Sunday, April 28, 2024
ReviewsTheatre

This Play will Solve Climate Change – review

Review by Andreea Helen David

This play will Solve Climate Change has an ambitious title but I believe, were we to listen to what its said in the show, this play could truly solve climate change!

I often let theatre move me, but it is rare that it manages to move me like this show has. I am not sure how much of it is due to the brilliant acting and how much is activism.
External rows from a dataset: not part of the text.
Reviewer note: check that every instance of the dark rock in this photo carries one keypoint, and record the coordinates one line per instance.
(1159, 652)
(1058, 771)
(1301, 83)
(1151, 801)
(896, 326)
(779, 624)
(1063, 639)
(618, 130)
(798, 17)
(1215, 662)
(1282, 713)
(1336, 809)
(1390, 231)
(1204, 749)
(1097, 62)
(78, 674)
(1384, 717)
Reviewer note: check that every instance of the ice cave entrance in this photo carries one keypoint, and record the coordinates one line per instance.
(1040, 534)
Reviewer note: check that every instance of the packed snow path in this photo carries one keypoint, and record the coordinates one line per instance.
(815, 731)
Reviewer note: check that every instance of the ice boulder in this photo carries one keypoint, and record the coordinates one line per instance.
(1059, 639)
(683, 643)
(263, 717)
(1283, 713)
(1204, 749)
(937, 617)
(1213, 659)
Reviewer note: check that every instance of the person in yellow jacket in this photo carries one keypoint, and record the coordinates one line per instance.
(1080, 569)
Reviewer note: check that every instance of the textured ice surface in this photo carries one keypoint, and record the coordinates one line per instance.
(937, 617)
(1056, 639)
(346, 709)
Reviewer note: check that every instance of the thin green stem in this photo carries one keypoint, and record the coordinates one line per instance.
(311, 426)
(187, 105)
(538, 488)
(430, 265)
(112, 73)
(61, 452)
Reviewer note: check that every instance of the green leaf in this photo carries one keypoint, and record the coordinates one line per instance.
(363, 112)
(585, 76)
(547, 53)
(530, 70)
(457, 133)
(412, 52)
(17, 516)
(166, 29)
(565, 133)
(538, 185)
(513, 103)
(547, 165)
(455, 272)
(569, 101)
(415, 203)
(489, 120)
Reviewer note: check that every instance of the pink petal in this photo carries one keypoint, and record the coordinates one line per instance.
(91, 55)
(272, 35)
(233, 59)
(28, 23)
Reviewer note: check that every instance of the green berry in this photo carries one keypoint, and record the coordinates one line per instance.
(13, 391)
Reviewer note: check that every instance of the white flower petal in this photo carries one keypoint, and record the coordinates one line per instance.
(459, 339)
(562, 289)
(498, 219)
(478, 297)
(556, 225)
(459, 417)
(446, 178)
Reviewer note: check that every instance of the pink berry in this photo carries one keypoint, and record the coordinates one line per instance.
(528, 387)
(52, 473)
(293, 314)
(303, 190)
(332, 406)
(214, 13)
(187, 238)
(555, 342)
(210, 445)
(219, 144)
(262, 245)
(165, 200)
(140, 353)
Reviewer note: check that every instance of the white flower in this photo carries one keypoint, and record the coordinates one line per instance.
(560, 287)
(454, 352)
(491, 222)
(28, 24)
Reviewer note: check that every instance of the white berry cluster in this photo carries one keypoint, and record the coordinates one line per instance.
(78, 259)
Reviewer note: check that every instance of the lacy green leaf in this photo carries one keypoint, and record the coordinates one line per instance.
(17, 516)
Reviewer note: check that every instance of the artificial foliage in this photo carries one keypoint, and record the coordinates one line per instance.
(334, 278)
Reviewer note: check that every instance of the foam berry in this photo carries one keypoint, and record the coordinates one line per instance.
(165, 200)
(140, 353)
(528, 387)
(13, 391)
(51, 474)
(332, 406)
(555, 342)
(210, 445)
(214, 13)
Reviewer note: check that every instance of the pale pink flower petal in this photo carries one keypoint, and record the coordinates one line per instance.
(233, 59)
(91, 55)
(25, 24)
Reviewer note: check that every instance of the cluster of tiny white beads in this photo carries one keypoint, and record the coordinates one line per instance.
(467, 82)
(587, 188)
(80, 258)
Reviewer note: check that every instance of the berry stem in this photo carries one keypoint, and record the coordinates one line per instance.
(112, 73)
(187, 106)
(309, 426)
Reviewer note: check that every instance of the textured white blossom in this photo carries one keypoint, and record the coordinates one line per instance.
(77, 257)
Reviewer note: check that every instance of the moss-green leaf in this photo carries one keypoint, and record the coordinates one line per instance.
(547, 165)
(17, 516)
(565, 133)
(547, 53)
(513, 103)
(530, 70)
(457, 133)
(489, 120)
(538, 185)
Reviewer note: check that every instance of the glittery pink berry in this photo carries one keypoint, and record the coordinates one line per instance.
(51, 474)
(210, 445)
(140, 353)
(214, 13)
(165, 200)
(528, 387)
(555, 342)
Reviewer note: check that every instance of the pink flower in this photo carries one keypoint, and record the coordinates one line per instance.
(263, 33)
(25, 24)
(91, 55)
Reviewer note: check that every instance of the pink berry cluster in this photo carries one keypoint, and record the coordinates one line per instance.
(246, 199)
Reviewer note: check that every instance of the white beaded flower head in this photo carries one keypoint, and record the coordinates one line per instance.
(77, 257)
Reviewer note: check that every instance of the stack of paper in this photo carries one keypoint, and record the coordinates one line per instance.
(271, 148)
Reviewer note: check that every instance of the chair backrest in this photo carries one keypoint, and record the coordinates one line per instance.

The show starts with the actresses, amongst which two children, sharing their hopes and dreams for thefuture 11 years.  Then a string of very familiar situations follow, showing us that they are just like us:  they enjoy the unexpected warm  days, travel by airplane to see family, deny the urgency of taking actions to solve climate change. We’re in it …all of us, and this is one of the reasons I loved this show so much. Laura Baggaley, the director, made the audience a  very important part of the show through clever and insightful tricks, like getting us to write the first 5 words that pop into our heads to do with climate change, which were later  read out loud by the actors : urgency, famine, Greta, love, fight. Then we got to participate to the Climate Quiz, hosted by the delightful Anca Nana Vaida. The quiz, although presented in a  entertaining manner, makes you take stock of your knowledge about the crisis we’re going through and as one of the characters played by Siobhan Spooner, so movingly says they’re preoccupied by Brexit when all they should be thinking about is the climate crisis.

 

All 4 actresses, Rosanna Preston , Siobahn Spooner, Ceci Stassi and Anca Vaida perform effortlessly, you could never tell they’re actually acting. With their stories and their characters intertwined, they are clearly affected by what’s being said. This is not a play about a dystopian future. It is a play about our present. And our future too, as we seee  Freya Caines ( 11) and Mina Caines ( 7) with placards while our hearts breaks.

 

This play will solve climate change if we listen to them, if we inform ourselves with the materials and guides Reusable Theatre puts at our disposal at the end of the show and if we act upon it. Of course the show should reach the people who have power too, it should be shared,  it should be played over and over again.

 

I cried both times I watched, and I am crying as I am writing this. This is a play that’s done it’s job:  Inform and transform.